Often sadly associated with being lazy or crazy, ADHD (attention deficit hyperactivity disorder, often also referred to as ADD) is most commonly diagnosed nowadays in children when they begin showing signs of these disorders, and from there, stays with those children as they mature into adults. As with most disorders without a definite cure, an ADHD diagnosis for your child can be terrifying for you as a parent, and you may dread the upcoming date of an ADHD evaluation. So if you're concerned about going into the ADHD evaluation for your child blindly, then here are a few things that you can expect.
It Can Be In a Friendly Environment
Because ADHD symptoms are often easiest found in a school setting, it's very probable that the ADHD evaluation for your child will be done by a school psychologist.
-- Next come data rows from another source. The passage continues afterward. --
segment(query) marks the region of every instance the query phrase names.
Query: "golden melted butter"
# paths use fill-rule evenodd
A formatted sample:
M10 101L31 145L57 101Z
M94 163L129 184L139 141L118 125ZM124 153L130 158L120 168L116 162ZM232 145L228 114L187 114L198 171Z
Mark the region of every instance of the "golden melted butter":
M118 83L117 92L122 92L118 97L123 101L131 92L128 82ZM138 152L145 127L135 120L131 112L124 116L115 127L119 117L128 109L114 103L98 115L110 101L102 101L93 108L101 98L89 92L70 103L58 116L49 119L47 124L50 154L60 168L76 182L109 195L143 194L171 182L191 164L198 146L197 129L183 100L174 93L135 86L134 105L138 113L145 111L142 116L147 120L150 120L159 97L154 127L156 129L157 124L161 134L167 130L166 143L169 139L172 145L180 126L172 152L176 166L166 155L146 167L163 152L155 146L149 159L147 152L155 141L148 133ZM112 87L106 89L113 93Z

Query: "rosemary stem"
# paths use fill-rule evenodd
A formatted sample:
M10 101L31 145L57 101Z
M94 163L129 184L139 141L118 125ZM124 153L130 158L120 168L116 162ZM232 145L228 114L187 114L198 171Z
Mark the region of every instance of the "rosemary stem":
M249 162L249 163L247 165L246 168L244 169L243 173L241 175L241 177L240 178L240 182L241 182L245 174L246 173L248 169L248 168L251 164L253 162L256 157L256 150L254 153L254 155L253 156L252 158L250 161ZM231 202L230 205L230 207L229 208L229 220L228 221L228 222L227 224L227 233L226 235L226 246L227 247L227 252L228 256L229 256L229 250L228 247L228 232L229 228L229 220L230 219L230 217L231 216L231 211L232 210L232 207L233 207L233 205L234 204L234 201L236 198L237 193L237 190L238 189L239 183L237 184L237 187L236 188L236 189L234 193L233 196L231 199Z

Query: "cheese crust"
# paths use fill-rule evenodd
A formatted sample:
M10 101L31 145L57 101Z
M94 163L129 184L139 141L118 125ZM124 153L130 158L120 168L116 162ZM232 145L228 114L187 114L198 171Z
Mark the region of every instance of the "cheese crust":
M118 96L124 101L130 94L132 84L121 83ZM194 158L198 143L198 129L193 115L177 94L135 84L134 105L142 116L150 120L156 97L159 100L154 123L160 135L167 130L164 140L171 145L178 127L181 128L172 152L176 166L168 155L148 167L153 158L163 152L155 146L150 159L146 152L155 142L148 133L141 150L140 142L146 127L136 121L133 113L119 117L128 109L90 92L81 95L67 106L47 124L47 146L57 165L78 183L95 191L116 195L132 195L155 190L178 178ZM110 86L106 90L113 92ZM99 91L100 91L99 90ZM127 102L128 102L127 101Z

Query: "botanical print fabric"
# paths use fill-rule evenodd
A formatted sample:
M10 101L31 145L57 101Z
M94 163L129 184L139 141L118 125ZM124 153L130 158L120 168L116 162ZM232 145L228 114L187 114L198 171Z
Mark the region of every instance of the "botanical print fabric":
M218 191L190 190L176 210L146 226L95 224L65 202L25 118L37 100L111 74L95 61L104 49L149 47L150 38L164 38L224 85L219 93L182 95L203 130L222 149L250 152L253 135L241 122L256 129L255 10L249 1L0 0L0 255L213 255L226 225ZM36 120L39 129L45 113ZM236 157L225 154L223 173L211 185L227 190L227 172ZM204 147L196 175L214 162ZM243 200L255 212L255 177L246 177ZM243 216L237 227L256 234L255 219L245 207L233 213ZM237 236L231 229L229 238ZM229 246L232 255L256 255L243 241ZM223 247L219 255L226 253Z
Not only does this atmosphere ensure that you child won't be nervous or acting out because of an unfamiliar environment, it also means that the person performing your child's evaluation specializes in diagnoses for children, and that they've probably dealt with nervous parents before. If you're uncomfortable, talk to the psychologist beforehand – they'll be able to put you at ease, and your child will behave much more normally (so as to get an accurate reading) when you seem relaxed.
It Won't Look Like A Test
Don't expect to go in and have your child sit at a desk and fill out a questionnaire; while the psychologist may give a few brief tests to rule out other learning disabilities, in large part the psychologist will be observing your child while running through mental checklists of symptoms, behavior scales, and whatever background on past behavior that you or others close to your child can give them for reference. As there are generally three different ways that ADHD will present, the psychologist will have to watch for multiple behaviors at once, which is easier when the child in question isn't shoved into a desk to bubble out answers on a sheet.
It Might Not Be Immediate
Because of the serious nature of diagnosing a child with a disorder that they will likely suffer from their entire life, the psychologist will be extremely careful in delivering that diagnosis – and that means that you could have to go to several evaluation sessions with your child before you get answers. Try not to be impatient or to set your mind firmly on the idea that your child has this disorder, but instead keep an open mind and answer any questions that the psychologist asks about your child's behavior as truthfully and completely as you can.